Using the RowSize Property

The RowSize property of the OracleCommand object is populated with the row size (in bytes) after an execution of a SELECT statement. The FetchSize property can then be set to a value relative to the RowSize by setting it to the product of RowSize and the number of rows to fetch for each server round-trip.

For example, setting the FetchSize to RowSize * 10 forces the OracleDataReader to fetch exactly 10 rows for each server round-trip. Note that the RowSize does not change due to the data length in each individual columns. Instead, the RowSize is determined strictly from the metadata information of the database table(s) that the SELECT is executed against.

The RowSize property can be used to set the FetchSize at design time or at runtime as described in the following sections.

Setting FetchSize Value at Design Time

If the row size for a particular SELECT statement is already known from a previous execution, FetchSize of the OracleCommand can be set at design time to the product of that row size and the number of rows the application wishes to fetch for each server round-trip. The FetchSize value set on the OracleCommand object is inherited by the OracleDataReader that is created by the ExecuteReader method invocation on the OracleCommand. Rather than setting the FetchSize on the OracleCommand, the FetchSize can also be set on the OracleDataReader directly.

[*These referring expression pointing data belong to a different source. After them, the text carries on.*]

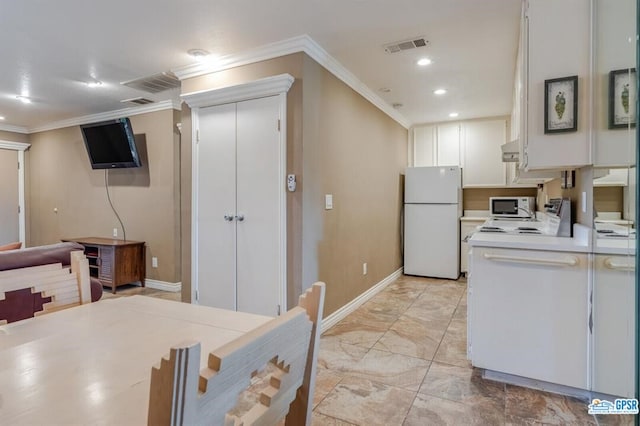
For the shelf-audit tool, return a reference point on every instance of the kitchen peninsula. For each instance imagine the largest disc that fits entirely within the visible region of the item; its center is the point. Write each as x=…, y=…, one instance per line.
x=538, y=318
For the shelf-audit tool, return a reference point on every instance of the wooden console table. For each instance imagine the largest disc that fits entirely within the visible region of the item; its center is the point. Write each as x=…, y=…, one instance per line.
x=114, y=262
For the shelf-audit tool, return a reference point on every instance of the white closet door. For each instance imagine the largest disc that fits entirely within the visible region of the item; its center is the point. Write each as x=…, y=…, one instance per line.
x=216, y=197
x=9, y=223
x=258, y=196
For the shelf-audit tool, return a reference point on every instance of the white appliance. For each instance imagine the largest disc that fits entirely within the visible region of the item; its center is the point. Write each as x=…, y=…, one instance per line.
x=518, y=207
x=432, y=209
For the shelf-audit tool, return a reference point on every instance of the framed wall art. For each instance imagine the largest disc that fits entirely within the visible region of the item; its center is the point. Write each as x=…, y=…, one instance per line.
x=561, y=105
x=622, y=98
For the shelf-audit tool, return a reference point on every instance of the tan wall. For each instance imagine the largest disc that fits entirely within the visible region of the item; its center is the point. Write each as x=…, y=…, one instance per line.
x=608, y=198
x=583, y=183
x=338, y=143
x=60, y=177
x=357, y=153
x=185, y=202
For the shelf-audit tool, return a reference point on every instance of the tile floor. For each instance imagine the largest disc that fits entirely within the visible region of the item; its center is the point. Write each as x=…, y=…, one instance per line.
x=400, y=359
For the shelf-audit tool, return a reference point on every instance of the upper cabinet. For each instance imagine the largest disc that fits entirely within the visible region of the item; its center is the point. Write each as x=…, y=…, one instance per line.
x=436, y=145
x=615, y=53
x=448, y=146
x=556, y=44
x=473, y=145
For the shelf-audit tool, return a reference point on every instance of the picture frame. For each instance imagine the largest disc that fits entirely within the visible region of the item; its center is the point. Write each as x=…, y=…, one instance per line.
x=622, y=98
x=561, y=105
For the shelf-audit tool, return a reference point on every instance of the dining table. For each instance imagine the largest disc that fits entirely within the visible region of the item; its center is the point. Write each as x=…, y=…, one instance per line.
x=91, y=364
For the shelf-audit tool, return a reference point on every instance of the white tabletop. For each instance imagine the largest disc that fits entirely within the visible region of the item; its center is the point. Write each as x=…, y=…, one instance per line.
x=91, y=364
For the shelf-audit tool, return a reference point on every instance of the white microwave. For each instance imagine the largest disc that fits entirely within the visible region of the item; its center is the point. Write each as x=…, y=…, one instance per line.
x=517, y=207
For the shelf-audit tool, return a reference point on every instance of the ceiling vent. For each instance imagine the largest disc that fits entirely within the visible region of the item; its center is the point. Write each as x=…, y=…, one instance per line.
x=137, y=101
x=399, y=46
x=155, y=83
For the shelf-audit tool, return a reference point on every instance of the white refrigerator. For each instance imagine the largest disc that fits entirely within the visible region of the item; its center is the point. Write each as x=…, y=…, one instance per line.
x=432, y=209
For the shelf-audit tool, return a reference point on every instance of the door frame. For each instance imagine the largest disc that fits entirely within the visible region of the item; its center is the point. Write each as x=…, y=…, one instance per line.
x=20, y=147
x=277, y=85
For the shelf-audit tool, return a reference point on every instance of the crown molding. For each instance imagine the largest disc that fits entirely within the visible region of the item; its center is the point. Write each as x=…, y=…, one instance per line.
x=16, y=146
x=14, y=129
x=302, y=43
x=109, y=115
x=255, y=89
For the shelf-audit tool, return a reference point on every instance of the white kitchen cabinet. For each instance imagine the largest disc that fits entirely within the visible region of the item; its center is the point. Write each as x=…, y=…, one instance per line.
x=615, y=46
x=482, y=164
x=528, y=314
x=448, y=144
x=436, y=145
x=556, y=44
x=467, y=228
x=611, y=177
x=424, y=146
x=614, y=335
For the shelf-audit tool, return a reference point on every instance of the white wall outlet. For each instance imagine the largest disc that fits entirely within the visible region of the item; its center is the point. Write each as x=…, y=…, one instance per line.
x=291, y=183
x=328, y=201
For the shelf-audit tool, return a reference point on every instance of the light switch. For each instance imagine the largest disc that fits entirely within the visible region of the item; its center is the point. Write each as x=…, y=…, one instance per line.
x=328, y=201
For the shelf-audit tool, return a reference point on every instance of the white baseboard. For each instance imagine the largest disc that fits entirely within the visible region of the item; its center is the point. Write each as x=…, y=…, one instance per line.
x=163, y=285
x=537, y=384
x=341, y=313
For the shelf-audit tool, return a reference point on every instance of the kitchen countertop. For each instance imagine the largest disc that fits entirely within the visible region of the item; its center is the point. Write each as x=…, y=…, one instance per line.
x=578, y=243
x=615, y=246
x=475, y=216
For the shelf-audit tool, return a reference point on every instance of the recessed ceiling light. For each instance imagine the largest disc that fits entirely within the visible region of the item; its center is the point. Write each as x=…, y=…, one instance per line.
x=198, y=54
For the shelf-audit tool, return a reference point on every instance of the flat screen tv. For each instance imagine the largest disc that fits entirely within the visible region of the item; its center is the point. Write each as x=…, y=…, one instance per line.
x=111, y=144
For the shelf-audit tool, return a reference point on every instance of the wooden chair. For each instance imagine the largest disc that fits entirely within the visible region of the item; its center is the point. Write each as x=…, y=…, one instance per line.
x=182, y=394
x=56, y=287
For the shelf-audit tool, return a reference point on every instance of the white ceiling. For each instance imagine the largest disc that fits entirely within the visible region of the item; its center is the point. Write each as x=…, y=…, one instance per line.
x=51, y=48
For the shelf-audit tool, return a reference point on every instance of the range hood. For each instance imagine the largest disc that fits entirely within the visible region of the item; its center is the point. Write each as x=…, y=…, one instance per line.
x=511, y=152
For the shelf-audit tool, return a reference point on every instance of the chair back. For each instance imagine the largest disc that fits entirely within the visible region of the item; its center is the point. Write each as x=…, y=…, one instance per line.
x=37, y=290
x=183, y=394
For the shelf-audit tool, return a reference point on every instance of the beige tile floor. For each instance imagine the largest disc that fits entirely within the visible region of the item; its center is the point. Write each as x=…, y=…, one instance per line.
x=400, y=359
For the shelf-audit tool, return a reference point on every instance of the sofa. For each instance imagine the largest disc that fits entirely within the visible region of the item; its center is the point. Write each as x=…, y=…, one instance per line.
x=22, y=304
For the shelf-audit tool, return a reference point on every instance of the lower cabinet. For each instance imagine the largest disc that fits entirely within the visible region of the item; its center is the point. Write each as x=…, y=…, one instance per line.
x=528, y=314
x=614, y=342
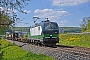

In either case, the FetchSize is set at design time without accessing the RowSize property value at runtime.

Setting FetchSize Value at Runtime

Applications that do not know the row size at design time can use the RowSize property of the OracleCommand object to set the FetchSize property of the OracleDataReader object. The RowSize property provides a dynamic way of setting the FetchSize property based on the size of a row.

After an OracleDataReader object is obtained by invoking the ExecuteReader method on the OracleCommand, the RowSize property is populated with the size of the row (in bytes). By using the RowSize property, the application can dynamically set the FetchSize property of the OracleDataReader to the product of the RowSize property value and the number of rows the application wishes to fetch for each server round-trip. In this scenario, the FetchSize is set by accessing the RowSize property at runtime.

OracleCommand Object

The OracleCommand object represents SQL statements or stored procedures executed on the Oracle Database.


The Oracle Database starts a transaction only in the context of a connection. Once a transaction starts, all the successive command execution on that connection run in the context of that transaction. Transactions can only be started on a OracleConnection object and the read-only Transaction property on the OracleCommand object is implicitly set by the OracleConnection object. Therefore, the application cannot set the Transaction property, nor does it need to.

Parameter Binding

ODP.NET allows applications to retrieve data as either a .NET Framework type or an ODP.NET type.

How the data is retrieved depends on whether application sets the OUT parameter to the DbType property (.NET type) or OracleDbType property (ODP.NET type) of the OracleParameter.

For example, if the output parameter is bound as an DbType.String, the output data is returned as a .NET String. On the other hand, if the parameter is bound as OracleDbType.Char, the output data is returned as OracleString type.

When the DbType of an OracleParameter is set, the OracleDbType of the OracleParameter changes accordingly, and vice versa. The parameter set last prevails.

Lastly, an application can simply bind the data and have ODP.NET infer both the DbType and OracleDbType from the .NET type of the parameter value.

ODP.NET populates InputOutput, Output, and ReturnValue parameters with the Oracle data, through the execution of the following OracleCommand methods:

  • ExecuteReader 
  • ExecuteNonQuery 
  • ExecuteScalar

An application should not bind a value for output parameters; it is the responsibility of ODP.NET to create the value object and populate the OracleParameter Value property with the object.